Russia, il rapporto degli Avvocati per i diritti umani: “Metà del pil finisce in tangenti”

Pubblicato il 16 Agosto 2010 - 17:57 OLTRE 6 MESI FA

Il presidente russo Dmitri Medvedev

Metà del pil russo finisce bruciato in tangenti, con tanto di tariffario, anche per comprare un posto di lavoro nei ranghi della polizia o una sentenza favorevole: lo sostiene l’Associazione degli avvocati per i diritti umani, che ha realizzato un rapporto utilizzando le 6.589 denunce ricevute in poco più di un anno.

Sulla base delle statistiche ufficiali e delle testimonianze raccolte tra il 2 luglio 2009 e il 30 luglio scorso, l’indagine ha concluso che ”il mercato della corruzione rappresenta il 50% del pil” e che il valore medio di una ‘visiatka’ (tangente) è raddoppiato dall’inizio dell’anno sino a 44 mila rubli (1.500 euro).

Che la metà del pil russo finisse nella tasche dei funzionari corrotti era già emerso da un’indagine del 2005: ciò significa che in questo lasso di tempo non è cambiato nulla, nonostante la proclamata volontà dei vertici del potere di combattere un fenomeno che sembra ormai endemico e che relega il Paese al centoquarantaseiesimo posto tra i 180 Paesi presi in esame dalla classifica sulla corruzione elaborata da Transparency International.

In base all’ultimo rapporto dell’associazione degli avvocati per i diritti umani, tutto ha un prezzo ”di mercato”: un posto di assistente procuratore in una procura distrettuale costa circa 8.000 euro, un posto nella polizia stradale, che consente di ”arrotondare” meglio lo stipendio (4.000 euro al mese di ‘extra’), almeno 40 mila euro.

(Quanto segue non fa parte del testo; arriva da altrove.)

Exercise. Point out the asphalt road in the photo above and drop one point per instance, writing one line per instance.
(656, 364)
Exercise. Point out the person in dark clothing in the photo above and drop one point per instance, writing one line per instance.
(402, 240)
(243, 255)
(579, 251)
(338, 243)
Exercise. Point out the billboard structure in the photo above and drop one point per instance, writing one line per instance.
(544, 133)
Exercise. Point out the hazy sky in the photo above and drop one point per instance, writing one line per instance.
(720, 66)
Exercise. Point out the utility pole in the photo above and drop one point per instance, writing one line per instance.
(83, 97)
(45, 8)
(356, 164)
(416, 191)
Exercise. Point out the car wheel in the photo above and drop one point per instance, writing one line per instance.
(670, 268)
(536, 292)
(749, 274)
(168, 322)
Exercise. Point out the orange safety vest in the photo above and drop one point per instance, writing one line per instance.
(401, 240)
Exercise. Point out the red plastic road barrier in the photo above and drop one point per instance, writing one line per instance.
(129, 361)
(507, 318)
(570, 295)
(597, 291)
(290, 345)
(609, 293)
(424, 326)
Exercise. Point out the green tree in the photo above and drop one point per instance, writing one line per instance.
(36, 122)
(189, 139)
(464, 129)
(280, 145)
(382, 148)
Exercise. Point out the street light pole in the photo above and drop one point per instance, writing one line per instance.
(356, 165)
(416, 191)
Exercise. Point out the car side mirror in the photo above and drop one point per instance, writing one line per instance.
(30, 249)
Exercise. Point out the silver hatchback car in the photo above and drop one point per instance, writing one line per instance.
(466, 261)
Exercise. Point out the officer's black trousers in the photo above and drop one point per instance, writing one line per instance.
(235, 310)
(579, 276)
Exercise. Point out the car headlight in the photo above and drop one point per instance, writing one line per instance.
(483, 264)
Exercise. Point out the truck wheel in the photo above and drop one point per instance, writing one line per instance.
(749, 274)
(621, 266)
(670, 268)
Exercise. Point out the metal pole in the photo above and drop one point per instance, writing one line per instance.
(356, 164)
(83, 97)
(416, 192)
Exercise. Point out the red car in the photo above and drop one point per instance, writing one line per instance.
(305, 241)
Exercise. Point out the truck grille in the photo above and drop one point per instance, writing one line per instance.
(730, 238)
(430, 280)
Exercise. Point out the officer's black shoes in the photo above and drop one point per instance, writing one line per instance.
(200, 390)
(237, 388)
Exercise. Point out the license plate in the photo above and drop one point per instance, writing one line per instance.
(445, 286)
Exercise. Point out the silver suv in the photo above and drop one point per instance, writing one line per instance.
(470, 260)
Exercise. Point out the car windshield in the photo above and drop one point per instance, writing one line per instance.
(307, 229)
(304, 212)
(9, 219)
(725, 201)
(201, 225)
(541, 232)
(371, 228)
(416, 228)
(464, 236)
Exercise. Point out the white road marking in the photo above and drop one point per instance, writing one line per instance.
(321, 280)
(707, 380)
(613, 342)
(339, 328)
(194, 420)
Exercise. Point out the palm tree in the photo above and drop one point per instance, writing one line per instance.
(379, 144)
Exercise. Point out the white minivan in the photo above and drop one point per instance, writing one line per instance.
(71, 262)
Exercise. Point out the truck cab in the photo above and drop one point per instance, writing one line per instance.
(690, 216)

I responsabili dei dipartimenti di polizia intascano oltre 15 mila euro al mese per proteggere il business criminale, i procuratori 8 mila. Una sentenza a favore si compra con 26 mila euro se si tratta di un procedimento penale, ma per una pratica civile bastano 800 euro. ”I lavori più prestigiosi sono quelli dove la corruzione è stabile”, sottolinea il rapporto.